Tropical mountain ecosystems are threatened by land use pressures, reducing the capacity of ecosystems to provide a large diversity of benefits to people and to be able to achieve them in the long term. The analysis of land use pressures is often superficial and very general, although they are characterized by numerous interactions and strong differences in their local dynamics. We used a variety of freely available geospatial and temporal data and methods to assess and explain patterns of land use land cover (LULC) change, focusing on native ecosystem dynamics, in a sensitive region of the northern Ecuadorian Andes.
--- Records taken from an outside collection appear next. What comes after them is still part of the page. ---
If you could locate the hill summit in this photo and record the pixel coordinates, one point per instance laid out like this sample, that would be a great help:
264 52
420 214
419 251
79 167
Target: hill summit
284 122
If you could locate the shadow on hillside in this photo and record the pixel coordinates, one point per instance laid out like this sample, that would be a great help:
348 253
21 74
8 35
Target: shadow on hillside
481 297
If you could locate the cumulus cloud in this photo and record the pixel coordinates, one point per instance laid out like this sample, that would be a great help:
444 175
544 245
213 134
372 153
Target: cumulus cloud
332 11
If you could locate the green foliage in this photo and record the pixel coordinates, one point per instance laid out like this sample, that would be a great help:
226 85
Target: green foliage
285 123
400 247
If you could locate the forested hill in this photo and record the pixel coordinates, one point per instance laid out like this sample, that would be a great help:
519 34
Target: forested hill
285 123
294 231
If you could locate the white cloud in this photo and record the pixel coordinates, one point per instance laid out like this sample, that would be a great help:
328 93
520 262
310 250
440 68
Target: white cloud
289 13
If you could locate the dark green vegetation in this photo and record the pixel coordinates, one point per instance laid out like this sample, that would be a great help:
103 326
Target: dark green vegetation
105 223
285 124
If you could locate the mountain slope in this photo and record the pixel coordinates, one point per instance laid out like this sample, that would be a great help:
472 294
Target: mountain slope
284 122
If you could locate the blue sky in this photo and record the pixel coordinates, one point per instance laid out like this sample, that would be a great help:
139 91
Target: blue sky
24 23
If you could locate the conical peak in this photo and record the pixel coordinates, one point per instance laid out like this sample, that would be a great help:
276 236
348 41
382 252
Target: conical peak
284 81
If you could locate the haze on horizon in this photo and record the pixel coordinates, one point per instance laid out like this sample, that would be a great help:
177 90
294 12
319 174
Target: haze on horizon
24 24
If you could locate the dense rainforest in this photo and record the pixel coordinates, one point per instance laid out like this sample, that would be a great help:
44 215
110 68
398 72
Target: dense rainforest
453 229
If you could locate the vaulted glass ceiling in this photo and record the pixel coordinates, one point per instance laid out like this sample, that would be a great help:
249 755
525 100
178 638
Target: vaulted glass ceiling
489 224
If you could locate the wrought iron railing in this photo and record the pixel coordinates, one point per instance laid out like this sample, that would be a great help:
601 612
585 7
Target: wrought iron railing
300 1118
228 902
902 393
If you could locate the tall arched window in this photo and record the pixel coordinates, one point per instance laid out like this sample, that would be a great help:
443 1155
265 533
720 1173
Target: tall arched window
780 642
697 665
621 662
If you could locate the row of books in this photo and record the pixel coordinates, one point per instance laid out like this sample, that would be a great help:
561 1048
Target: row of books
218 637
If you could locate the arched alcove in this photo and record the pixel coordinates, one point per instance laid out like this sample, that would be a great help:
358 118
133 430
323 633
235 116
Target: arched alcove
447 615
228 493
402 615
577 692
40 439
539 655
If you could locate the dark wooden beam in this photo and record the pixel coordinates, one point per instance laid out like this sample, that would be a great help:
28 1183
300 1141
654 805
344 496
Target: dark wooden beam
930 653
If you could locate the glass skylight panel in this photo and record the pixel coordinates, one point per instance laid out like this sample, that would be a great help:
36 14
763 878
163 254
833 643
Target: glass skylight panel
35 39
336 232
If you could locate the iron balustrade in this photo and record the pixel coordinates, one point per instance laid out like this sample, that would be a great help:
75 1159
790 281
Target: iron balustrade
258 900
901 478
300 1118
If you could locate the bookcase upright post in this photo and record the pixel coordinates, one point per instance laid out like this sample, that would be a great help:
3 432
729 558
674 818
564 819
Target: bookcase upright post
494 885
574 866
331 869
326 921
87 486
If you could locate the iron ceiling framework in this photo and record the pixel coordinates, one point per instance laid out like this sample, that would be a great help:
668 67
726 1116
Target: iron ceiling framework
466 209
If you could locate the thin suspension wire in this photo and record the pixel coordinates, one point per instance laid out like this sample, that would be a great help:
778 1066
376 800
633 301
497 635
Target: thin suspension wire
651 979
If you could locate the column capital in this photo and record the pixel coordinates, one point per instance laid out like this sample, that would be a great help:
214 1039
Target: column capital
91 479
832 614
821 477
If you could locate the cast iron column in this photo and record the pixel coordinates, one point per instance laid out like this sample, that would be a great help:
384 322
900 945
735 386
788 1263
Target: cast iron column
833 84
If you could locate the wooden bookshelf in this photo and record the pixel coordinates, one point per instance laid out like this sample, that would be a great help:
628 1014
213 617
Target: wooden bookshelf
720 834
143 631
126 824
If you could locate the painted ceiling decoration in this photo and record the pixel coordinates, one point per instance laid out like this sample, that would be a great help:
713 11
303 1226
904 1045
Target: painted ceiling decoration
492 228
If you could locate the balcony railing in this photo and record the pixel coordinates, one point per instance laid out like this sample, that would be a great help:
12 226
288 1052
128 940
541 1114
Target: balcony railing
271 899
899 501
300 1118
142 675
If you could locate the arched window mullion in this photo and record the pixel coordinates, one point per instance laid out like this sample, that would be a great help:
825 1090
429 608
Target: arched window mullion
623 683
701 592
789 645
Our results demonstrate a dynamic and clear geographical pattern of distinct LULC transitions through time, explained by different combination of socio-economic factors, pressure variables and environmental parameters, from which ecological context variables, such as slope and elevation, were the main drivers of change in this landscape. We found that deforestation of remnant native forest and agricultural expansion still occur in higher elevations located, while land conversion toward anthropic environments were observed in lower elevations to the east of the studied territory. Our findings also reveal an unexpected stability trend of paramo and a successional recovery of previous agricultural land to the west and center of the territory which could be explained by agricultural land abandonment. However, the very low probability of persistence of montane forests in most of the studied landscape, highlights the risk that the remnant montane forests will be permanently lost in a few years, posing a greater threat to the already vulnerable biodiversity and limiting the capacity ecosystem service provisioning. The dynamic patterns through space and time and their explanatory drivers, found in our study, could help improve sustainably resource land management in vulnerable landscapes such as the tropical Andes in northern Ecuador.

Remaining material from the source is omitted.